Daar zag het evenwel niet naar uit. Feyenoord was verdraaid slordig met tijdig duidelijke informatie te geven over de te spelen wedstrijden in Turkije. Fijn voor de supporters. Spelen in Istanbul én Antalya, eerste mededeling, daarna alleen in Antalya en toen ik uiteindelijk via Istanbul in Antalya aankwam, kon ik gelijk terug die gammele bus in voor een gekke oefenpot tegen Galatasaray. Gek ja, omdat de spelers van Feyenoord werden bestolen. Een Turks onverlaatje had zijn kans schoon gezien om tijdens de eerste helft via een klein raam de kleedkamer van Feyenoord binnen te klimmen om er waardevolle spullen en geld buit te maken van de spelers. Het zou goedkomen, de dader werd later gepakt. Feyenoord wilde aanvankelijk de tweede helft niet meer het veld op. Dat deed het toch en maakte een 2-0-achterstand ongedaan: (2-2).
Voldoende gezeverd. Die gebeurtenis. Ik kwam vrijdagavond 15 januari 1999 aan in Istanbul. Boekte een hotel en ben de volgende dag de stad ingegaan. Op een bankje in het weidse park bij de Blauwe Moskee (foto rechtsboven) ontmoette ik een Turkse man die Duits sprak.
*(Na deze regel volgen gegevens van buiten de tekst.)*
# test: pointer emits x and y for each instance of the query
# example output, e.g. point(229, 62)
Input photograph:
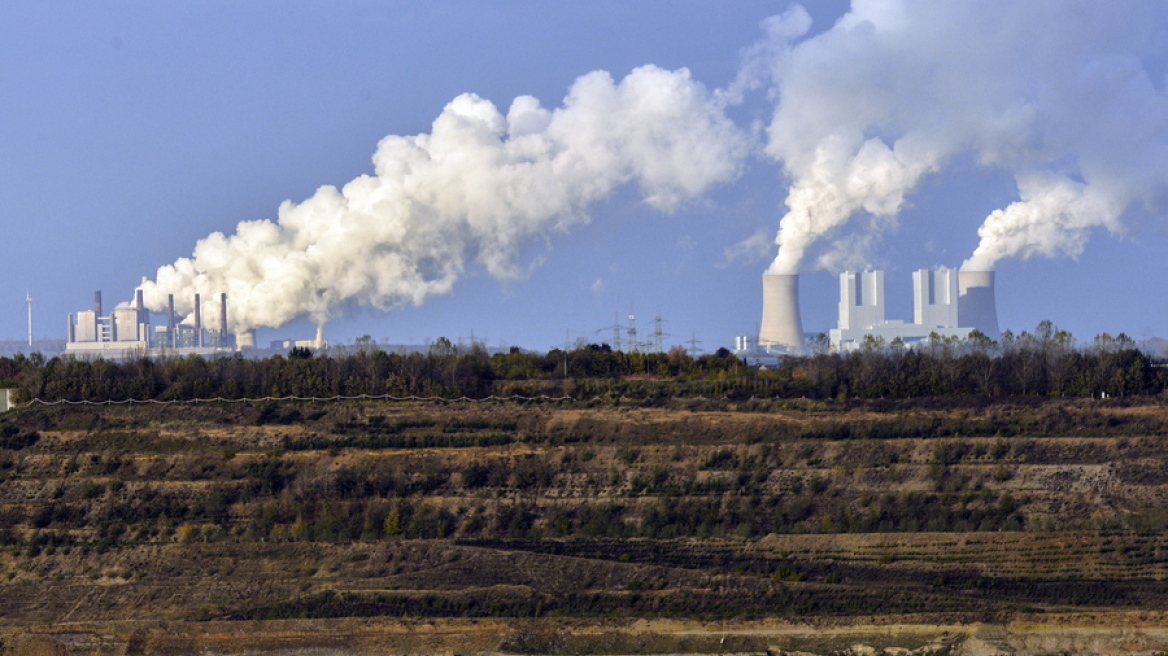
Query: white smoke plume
point(479, 187)
point(1068, 96)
Om een lang verhaal kort te maken, de man palmde me helemaal in, vroeg welk hotel ik had, of ik geld bij me droeg en waar ik dat dan had verborgen. Ik moest weg uit het hotel, zei hij, het was er niet veilig. Hij wist een betere plek om te overnachten. Eerst met een taxi naar een bar, waar ik natuurlijk alles betaalde, terug naar mijn hotelletje, uitchecken en met de man mee in een andere taxi. Het was al nacht. We hadden een goed biertje gedronken. De man zat voorin de taxi, die een onbestemde donkere buitenwijk van Istanbul in reed. De auto stopte. Mijn Turkse vrind kondigde aan een neef van hem op te halen die mijn o zo veiligere overnachting zou regelen. Overmoedig door zoveel warmte en sympathieke aandacht gaf ik de man mijn portemonnee met bankpasje en al mijn Turks en Nederlandse geld. Met de bedoeling om de taxichauffeur te betalen. En weg was de Duitse Turk, weg was mijn portemonnee. Kan het dommer?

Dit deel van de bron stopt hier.